Pilot plant in Canada tries to demonstrate carbon capture on an industrial scale.
October 9, 2015

On Friday a group of government officials, environmentalists, and local bigwigs gathered in the coastal town of Squamish, British Columbia, about an hour north of Vancouver, to mark the onset of what could one day be a new industry: creating carbon-neutral transportation fuel made from carbon dioxide captured from air.

Carbon Engineering’s air contactor passes ambient air through liquid to produce a carbon dioxide-rich solution.

The company that built the plant, Carbon Engineering, was founded by a Canadian scientist named David Keith. A Harvard professor of applied physics, Keith has made headlines before for his outspoken advocacy for more research into geoengineering (specifically, seeding the lower stratosphere with sulfuric acid to reflect sunlight and cool the planet). With the carbon capture venture, though, Keith is being careful not to overhype his company’s technology: while Carbon Engineering’s process should be able to strip carbon dioxide out of the air at a rate of around one ton per day, Keith emphasizes that it’s not designed for or capable of measurably reducing the greenhouse gases in the atmosphere. Rather, the motivation is to produce fuels for transportation applications, such as jet aircraft and heavy-duty trucks and buses.

The process uses a large wall of fans, known as a contactor, to push air through a liquid that reacts with the CO2. That carbon dioxide-rich solution is then put through several processing steps to create a purified stream of CO2 gas and the liquid that is returned to the contactor. Keith and his team have cleverly combined industrial processes that are already in use in existing industries, for instance in paper mills.

“This is not new technology,” says Keith.

It’s also only half the process needed to actually make fuel. The recovered CO2 must then be combined with hydrogen to make hydrocarbon fuels. Supported by funding from British Columbia’s provincial government, Carbon Engineering plans to install an electrolyzer to split water to obtain hydrogen that it will then use to supply fuel for BC Transit buses. That’s at least a year down the road.

A component is delivered to the pilot plant site in Squamish, British Columbia.

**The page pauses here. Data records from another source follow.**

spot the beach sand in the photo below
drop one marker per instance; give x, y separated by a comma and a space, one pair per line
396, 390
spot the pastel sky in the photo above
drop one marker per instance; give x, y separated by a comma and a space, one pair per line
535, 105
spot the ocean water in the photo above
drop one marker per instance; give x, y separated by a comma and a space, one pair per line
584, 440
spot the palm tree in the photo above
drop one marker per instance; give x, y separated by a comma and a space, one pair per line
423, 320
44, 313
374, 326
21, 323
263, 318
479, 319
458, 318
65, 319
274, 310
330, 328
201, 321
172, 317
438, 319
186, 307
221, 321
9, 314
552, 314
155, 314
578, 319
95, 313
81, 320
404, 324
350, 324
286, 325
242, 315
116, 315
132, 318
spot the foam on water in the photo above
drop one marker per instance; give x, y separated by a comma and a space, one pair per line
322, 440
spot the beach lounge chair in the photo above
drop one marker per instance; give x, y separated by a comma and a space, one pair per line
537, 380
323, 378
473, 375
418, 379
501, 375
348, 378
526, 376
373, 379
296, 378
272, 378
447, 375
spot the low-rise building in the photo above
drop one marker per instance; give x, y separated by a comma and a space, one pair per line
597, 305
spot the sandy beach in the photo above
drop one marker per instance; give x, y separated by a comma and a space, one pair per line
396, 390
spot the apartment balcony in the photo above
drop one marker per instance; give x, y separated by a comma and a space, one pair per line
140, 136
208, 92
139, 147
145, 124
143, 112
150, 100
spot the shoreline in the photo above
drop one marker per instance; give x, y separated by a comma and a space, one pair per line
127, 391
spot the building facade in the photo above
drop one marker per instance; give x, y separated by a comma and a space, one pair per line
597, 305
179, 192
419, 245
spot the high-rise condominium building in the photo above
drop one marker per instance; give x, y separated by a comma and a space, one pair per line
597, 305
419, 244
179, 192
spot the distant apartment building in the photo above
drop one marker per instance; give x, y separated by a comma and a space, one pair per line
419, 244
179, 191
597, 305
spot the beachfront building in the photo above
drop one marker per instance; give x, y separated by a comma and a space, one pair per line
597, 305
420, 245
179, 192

The full system is relatively energy-intensive, which means that cheap, low-carbon power generation, most likely from solar power, will eventually be needed to make the energy economics work.

Carbon Engineering, which has been funded by a series of investors including Bill Gates, is one of several companies, including the German firm Climeworks, working on carbon capture systems. (Most of them employ systems in which the CO2 is absorbed by a solid, rather than a liquid.) In the past these technologies have been touted as having the potential to significantly reduce the total amount of carbon in the atmosphere, thus slowing down global climate change. For now that’s a pipe dream; for one thing, as with systems that capture carbon from the smokestacks of fossil fuel power plants, it’s simply too expensive for the massive scale-up that would be required. What’s more, the systems require much energy to operate.

An active market for fuels made with air-captured CO2 would go a long way toward making the economics work out, at least for small-scale systems. Burning the fuel made in this way would, of course, release carbon, but unlike the combustion of fossil fuels it would not add to the total amount of carbon dioxide in the atmosphere. The cost of producing fuel at the Squamish pilot plant, once it’s fully operational, will be much higher than that of conventional fuels, but Keith says that, once the process is scaled up using solar power, he hopes to produce fuel for $1 a liter. (Jet fuel currently sells for around 37 cents per liter; diesel, for just under $1 per liter.) That could happen in a few years, or it might never happen; but the plant opening in Squamish will begin testing the possibility.

“This whole topic has been polarized more than anything else I’ve worked on,” Keith says. “I hope we can move to a world where people treat this like a normal technology. It’s not a silver bullet, but it’s not B.S. either.”